If I consistently want to be able to use gadgets in a shared object, it will need to be loaded with the same base address most of the time. Assuming no ASLR (not enabled on my router), what determines where a shared object will be loaded?
If I run ldd
on the target binary, I get this:
$ mips-linux-ldd squashfs-root/sbin/my_binary
/lib/ld-uClibc.so.0 => /lib/ld-uClibc.so.0 (0x00000000)
Not super useful. I know that ld-uClibc.so.0
doesn't get loaded at 0x00000000
and that there are several other libraries that get loaded for this process (not dlopen
'ed) which are not listed. Perhaps the non-useful output is a toolchain thing or due to the fact that I'm not running on the target architecture.
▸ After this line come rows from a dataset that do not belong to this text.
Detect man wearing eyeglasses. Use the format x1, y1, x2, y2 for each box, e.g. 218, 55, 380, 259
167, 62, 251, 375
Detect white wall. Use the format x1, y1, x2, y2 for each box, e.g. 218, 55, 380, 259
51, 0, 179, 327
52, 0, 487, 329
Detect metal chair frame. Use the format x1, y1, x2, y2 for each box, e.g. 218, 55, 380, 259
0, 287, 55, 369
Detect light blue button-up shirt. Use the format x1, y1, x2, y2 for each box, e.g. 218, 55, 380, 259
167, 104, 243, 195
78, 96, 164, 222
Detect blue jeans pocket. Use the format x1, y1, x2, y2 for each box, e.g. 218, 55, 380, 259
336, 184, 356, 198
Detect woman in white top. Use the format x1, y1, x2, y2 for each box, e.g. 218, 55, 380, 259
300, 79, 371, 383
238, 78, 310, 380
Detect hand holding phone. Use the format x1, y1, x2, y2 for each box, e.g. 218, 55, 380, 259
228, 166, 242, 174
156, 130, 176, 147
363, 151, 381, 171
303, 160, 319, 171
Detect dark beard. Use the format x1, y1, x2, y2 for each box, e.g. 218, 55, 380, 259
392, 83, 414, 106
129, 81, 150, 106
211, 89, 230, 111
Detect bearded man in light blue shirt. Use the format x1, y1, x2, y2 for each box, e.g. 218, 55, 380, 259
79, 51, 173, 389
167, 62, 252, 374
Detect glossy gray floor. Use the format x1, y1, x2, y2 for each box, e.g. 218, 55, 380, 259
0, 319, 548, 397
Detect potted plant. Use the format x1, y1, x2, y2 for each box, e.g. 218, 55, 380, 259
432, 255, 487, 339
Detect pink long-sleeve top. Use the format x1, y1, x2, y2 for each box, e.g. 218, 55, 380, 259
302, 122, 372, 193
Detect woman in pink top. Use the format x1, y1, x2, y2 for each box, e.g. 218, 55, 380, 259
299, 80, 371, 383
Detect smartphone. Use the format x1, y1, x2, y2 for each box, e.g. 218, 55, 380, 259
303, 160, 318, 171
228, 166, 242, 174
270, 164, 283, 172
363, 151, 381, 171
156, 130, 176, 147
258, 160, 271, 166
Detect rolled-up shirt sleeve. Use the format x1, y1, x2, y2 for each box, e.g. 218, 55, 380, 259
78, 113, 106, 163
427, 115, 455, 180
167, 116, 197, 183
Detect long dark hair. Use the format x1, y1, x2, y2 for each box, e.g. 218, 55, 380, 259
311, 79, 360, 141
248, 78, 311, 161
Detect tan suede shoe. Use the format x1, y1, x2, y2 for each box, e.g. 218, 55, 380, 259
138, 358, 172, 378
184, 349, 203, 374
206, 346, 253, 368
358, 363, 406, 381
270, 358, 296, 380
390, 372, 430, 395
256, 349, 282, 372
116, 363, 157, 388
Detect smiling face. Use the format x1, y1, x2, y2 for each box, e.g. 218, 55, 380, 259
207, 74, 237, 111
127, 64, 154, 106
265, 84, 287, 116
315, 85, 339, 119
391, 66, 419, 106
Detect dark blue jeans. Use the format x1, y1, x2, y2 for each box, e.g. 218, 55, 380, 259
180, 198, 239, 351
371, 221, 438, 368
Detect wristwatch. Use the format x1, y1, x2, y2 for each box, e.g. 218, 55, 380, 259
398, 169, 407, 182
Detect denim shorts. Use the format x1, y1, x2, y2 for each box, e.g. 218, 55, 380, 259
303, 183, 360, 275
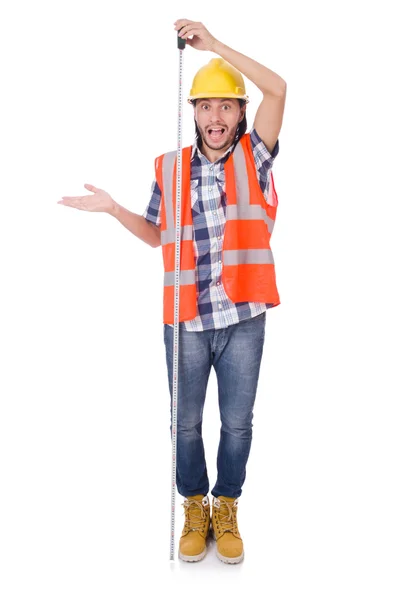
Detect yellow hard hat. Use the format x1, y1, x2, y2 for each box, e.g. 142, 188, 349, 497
188, 58, 249, 104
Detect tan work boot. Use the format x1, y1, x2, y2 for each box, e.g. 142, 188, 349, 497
211, 496, 244, 564
179, 494, 210, 562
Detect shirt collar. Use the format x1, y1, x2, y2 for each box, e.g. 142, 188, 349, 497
190, 138, 236, 163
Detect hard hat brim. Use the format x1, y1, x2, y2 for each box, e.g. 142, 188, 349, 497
188, 93, 249, 104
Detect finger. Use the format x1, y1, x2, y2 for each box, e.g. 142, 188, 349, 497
58, 202, 86, 211
177, 25, 189, 37
181, 21, 200, 33
182, 28, 200, 39
174, 18, 194, 27
174, 19, 194, 32
60, 196, 83, 202
58, 196, 85, 208
84, 183, 99, 193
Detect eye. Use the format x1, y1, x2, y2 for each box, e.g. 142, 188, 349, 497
201, 104, 209, 110
221, 105, 231, 110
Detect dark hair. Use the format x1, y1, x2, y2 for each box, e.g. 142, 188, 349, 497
192, 99, 247, 150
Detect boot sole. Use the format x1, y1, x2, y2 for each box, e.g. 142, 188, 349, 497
178, 546, 207, 562
215, 549, 244, 564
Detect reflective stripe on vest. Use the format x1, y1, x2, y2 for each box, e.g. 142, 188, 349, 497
223, 248, 274, 265
164, 269, 196, 286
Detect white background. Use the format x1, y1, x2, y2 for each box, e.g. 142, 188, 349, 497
1, 0, 396, 598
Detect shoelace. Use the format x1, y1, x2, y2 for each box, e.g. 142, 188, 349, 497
182, 499, 207, 532
214, 499, 239, 535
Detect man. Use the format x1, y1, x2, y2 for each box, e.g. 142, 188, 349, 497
58, 19, 286, 564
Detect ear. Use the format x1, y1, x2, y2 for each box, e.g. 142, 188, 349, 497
238, 104, 246, 123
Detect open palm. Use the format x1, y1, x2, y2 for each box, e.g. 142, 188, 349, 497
58, 183, 114, 213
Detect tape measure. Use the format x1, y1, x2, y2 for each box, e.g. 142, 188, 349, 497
170, 30, 186, 562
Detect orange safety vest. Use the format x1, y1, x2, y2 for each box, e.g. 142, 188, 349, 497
155, 133, 280, 324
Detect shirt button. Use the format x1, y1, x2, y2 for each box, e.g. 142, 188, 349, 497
218, 304, 222, 308
219, 260, 221, 263
217, 282, 220, 286
218, 236, 221, 240
213, 211, 216, 215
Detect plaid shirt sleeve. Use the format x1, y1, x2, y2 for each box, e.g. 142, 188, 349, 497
142, 178, 161, 227
250, 127, 279, 194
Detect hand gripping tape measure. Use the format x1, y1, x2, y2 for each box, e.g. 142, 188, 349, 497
170, 30, 186, 562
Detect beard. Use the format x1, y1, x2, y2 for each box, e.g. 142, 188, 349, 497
197, 123, 237, 152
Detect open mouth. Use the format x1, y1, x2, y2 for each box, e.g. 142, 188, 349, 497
207, 127, 226, 141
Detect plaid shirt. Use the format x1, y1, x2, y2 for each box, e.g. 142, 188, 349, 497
143, 127, 279, 331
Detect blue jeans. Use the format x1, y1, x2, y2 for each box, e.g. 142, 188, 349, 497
163, 311, 266, 499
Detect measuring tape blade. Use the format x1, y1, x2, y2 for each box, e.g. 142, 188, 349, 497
170, 30, 186, 562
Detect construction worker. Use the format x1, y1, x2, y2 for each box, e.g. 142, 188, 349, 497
58, 19, 286, 564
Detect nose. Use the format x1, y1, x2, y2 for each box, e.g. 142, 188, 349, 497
209, 106, 224, 122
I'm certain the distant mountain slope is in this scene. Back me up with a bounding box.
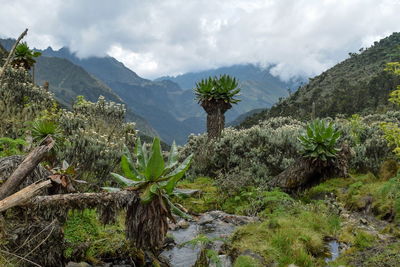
[35,56,122,106]
[240,32,400,128]
[157,64,301,122]
[34,57,157,137]
[0,38,14,51]
[0,39,157,137]
[41,47,199,144]
[39,48,299,144]
[42,47,145,85]
[157,64,294,91]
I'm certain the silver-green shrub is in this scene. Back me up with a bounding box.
[58,96,136,183]
[0,67,54,138]
[183,114,396,193]
[182,117,304,193]
[334,113,398,173]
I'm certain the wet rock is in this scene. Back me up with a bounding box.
[169,223,178,231]
[341,213,350,219]
[177,219,190,229]
[198,214,214,225]
[339,242,350,251]
[204,210,259,225]
[162,211,258,267]
[163,235,176,249]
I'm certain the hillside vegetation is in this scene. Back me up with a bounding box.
[2,33,400,267]
[241,32,400,128]
[0,39,157,137]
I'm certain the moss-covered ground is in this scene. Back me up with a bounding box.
[61,173,400,266]
[63,209,144,265]
[175,173,400,266]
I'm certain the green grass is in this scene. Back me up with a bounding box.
[176,178,295,216]
[353,231,375,249]
[175,177,221,213]
[233,255,262,267]
[303,173,400,223]
[230,202,340,267]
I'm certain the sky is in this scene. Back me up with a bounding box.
[0,0,399,80]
Under the hood, I'd think we're looking at mmap
logic.
I found this in an article from Oracle:
An executable or shared object file's base address is calculated during execution from three values: the memory load address, the maximum page size, and the lowest virtual address of a program's loadable segment
To me it seems like these things would never change when working with a specific firmware version where the binaries can always be expected to be the same.
My questions are:
- Will shared objects get loaded in the same place every time on a Linux system with ASLR disabled?
- Is the mapping deterministic?
- What factors, if any will make the shared object map to a different address?
- Perhaps 2 libraries conflict in a preferred address
- Iff library loading is deterministic, can I assume the shared object will always be at the same address after checking once? The word deterministic answers my own question, but I want to be clear.